Sunday, March 16, 2014

Marginal Revolution of Economics

Economics is not a science but it has some basic premises/ assumptions, from which economic theories stem. These are:

  1. Assumption that people are rational
  2. Assumption that people will chose to do something only if it increases their 'marginal' utility (i.e., people will do things that increases their satisfaction) 
  3. Assumption that more (consumption) is better than less (consumption)

Point 1 & 2 seem valid and are widely accepted by all thinkers. But many schools of thought reject the notion that more is better than less. Spiritual, religious and even educational institutions propound that consumption has no impact on happiness. More chocolates does not means less depression. Retail therapy is not instant nirvana. 

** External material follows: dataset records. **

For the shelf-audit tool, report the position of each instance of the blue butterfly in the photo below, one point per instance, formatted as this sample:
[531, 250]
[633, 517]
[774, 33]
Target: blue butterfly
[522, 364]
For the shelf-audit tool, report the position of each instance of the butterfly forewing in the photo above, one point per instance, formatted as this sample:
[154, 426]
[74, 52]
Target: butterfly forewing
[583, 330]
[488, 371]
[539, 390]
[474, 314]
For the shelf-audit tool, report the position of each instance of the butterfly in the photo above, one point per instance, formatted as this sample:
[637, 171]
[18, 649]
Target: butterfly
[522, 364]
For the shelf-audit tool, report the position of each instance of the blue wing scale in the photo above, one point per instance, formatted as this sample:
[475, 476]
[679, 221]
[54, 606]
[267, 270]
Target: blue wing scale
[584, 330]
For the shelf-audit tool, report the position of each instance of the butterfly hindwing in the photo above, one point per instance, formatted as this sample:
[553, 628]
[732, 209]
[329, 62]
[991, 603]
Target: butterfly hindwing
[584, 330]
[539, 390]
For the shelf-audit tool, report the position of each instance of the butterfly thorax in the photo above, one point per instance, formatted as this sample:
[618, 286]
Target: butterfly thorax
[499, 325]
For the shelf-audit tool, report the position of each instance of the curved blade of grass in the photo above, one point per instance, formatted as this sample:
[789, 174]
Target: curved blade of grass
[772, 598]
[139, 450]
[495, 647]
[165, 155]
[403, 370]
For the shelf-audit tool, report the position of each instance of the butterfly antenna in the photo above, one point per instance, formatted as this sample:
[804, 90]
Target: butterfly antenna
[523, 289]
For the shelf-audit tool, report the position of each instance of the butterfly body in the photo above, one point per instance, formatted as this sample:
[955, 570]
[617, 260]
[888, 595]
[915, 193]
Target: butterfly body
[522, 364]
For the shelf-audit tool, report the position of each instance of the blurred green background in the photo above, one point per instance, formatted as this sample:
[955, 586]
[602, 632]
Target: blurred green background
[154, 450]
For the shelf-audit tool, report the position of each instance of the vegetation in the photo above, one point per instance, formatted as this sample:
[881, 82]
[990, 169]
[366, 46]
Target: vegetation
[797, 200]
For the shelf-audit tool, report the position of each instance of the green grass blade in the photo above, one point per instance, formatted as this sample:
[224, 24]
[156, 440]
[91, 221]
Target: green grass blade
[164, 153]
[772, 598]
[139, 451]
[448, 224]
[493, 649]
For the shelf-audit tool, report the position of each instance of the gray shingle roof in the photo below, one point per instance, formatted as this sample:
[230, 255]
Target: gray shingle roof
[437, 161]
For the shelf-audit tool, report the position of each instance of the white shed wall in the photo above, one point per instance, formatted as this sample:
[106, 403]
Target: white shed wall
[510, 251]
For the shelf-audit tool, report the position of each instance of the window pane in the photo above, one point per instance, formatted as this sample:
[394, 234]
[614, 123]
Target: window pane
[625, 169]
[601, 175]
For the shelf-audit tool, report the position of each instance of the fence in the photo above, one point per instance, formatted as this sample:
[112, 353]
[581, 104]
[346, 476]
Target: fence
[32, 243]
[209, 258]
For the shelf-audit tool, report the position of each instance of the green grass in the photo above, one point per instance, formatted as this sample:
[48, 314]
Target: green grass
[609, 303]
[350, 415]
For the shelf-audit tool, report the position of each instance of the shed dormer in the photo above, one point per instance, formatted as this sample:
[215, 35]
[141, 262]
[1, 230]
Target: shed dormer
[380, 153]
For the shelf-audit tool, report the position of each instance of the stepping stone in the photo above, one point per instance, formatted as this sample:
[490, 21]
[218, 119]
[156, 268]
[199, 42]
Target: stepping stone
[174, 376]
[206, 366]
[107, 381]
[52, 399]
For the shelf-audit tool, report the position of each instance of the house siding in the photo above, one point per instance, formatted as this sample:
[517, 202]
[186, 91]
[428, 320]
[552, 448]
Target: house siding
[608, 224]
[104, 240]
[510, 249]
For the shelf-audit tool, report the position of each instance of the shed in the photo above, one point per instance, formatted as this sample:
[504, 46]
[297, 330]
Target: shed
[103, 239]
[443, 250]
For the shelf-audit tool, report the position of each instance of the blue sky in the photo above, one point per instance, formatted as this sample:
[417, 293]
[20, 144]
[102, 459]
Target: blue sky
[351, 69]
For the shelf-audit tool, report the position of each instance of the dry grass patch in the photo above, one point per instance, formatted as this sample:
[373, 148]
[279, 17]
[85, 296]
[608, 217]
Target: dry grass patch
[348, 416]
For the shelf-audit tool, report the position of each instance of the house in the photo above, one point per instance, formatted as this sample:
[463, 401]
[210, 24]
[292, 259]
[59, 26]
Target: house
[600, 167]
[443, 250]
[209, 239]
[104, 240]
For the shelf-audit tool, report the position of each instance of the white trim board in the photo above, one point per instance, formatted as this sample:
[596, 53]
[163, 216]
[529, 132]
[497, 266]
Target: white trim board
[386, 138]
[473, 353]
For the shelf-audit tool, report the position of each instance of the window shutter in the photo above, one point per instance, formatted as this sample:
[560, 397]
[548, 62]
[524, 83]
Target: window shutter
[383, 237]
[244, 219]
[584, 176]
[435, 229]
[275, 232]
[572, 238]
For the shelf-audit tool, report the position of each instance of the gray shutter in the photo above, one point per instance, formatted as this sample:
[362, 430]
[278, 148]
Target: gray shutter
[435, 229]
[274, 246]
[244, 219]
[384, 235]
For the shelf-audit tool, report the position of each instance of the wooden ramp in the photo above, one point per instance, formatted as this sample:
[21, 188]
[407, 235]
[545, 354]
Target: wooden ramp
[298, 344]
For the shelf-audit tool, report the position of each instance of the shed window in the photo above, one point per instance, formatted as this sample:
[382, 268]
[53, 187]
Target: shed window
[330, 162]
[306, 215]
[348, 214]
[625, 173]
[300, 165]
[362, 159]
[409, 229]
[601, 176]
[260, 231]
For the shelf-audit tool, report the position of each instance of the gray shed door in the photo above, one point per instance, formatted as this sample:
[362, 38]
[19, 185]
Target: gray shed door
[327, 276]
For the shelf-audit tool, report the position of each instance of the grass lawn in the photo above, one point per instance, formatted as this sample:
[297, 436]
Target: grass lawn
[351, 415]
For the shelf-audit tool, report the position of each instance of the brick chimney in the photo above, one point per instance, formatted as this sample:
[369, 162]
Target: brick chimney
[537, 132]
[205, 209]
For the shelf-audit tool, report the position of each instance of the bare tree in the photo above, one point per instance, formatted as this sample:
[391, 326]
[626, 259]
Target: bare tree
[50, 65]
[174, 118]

If point 3 is indeed debatable, then someone needs to re-write Economics. Since the Economic slow down of 2008, interesting new concepts like 'Buddhist Economics', 'Gross National Happiness not Gross National Product' have gathered momentum. And this slowdown of 2008 refuses to end.  So is consumerism really an outdated concept now?

Perhaps, Economics is on the verge of a true marginal revolution.

1 comment: said...

Interestingly economics is not that old a science. SIr william petty developed it in 17th century (including the first GDP computation).

However people are neither rational nor they always seek improved marginal utility.